Monthly Archives: February 2018

User Session Analysis: Investigating Sessions

In the previous post in this series I laid out the work that we were going to do with session data from the UNT Libraries’ Digital Collections.  In order to get the background that this post builds from take a quick look at that post.

In this post we are going to look at the data for the 10,427,111 user sessions that we generated from the 2017 Apache access logs from the UNT Libraries Digital Collections.

Items Per Sessions

The first thing that we will take a look at in the dataset is information about how many different digital objects or items are viewed during a session.

Items Accessed Sessions Percentage of All Sessions
1 8,979,144 86.11%
2 809,892 7.77%
3 246,089 2.36%
4 114,748 1.10%
5 65,510 0.63%
6 41,693 0.40%
7 29,145 0.28%
8 22,123 0.21%
9 16,574 0.16%
10 15,024 0.14%
11 10,726 0.10%
12 9,087 0.09%
13 7,688 0.07%
14 6,266 0.06%
15 5,569 0.05%
16 4,618 0.04%
17 4,159 0.04%
18 3,540 0.03%
19 3,145 0.03%
20-29 17,917 0.17%
30-39 5,813 0.06%
40-49 2,736 0.03%
50-59 1,302 0.01%
60-69 634 0.01%
70-79 425 0.00%
80-89 380 0.00%
90-99 419 0.00%
100-199 2,026 0.02%
200-299 411 0.00%
300-399 105 0.00%
400-499 63 0.00%
500-599 24 0.00%
600-699 43 0.00%
700-799 28 0.00%
800-899 20 0.00%
900-999 6 0.00%
1000+ 19 0.00%

I grouped the item uses per session in order to make the table a little easier to read.  With 86% of sessions being single item accesses that means we have 14% of the sessions that have more than one item access. This is still 1,447,967 sessions that we can look at in the dataset so not bad.

You can also see that there are a few sessions that have a very large number of items associated with them. For example there are 19 sessions that have over 1,000 items being used.  I would guess that this is some sort of script or harvester that is masquerading as a browser.

Here are some descriptive statistics for the items per session data.

N Min Median Max Mean Stdev
10,427,111 1 1 1,828 1.53 4.735

For further analysis we will probably restrict our sessions to those that have under 20 items used in a single session.  While this might remove some legitimate sessions that used a large number of items, it will give us numbers that we can feel a bit more confident about.  That will leave 1,415,596 or 98% of the sessions with more than one item used still in the dataset for further analysis.

Duration of Sessions

The next thing we will look at is the duration of sessions in the dataset.  We limited a single session to all interactions by an IP address in a thirty minute window so that gives us the possibility of sessions up to 1,800 seconds.

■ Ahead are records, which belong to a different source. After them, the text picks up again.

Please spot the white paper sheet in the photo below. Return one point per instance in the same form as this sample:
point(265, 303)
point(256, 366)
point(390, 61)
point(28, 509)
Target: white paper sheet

Minutes Sessions Percentage of Sessions
0 8,539,553 81.9%
1 417,601 4.0%
2 220,343 2.1%
3 146,100 1.4%
4 107,981 1.0%
5 87,037 0.8%
6 71,666 0.7%
7 60,965 0.6%
8 53,245 0.5%
9 47,090 0.5%
10 42,428 0.4%
11 38,363 0.4%
12 35,622 0.3%
13 33,110 0.3%
14 31,304 0.3%
15 29,564 0.3%
16 27,731 0.3%
17 26,901 0.3%
18 25,756 0.2%
19 24,961 0.2%
20 32,789 0.3%
21 24,904 0.2%
22 24,220 0.2%
23 23,925 0.2%
24 24,088 0.2%
25 24,996 0.2%
26 26,855 0.3%
27 30,177 0.3%
28 39,114 0.4%
29 108,722 1.0%

The table above groups a session into buckets for each minute.  The biggest bucket by number of sessions is the bucket of 0 minutes. This bucket has sessions that are up to 59 seconds in length and accounts for 8,539,553 or 82% of the sessions in the dataset.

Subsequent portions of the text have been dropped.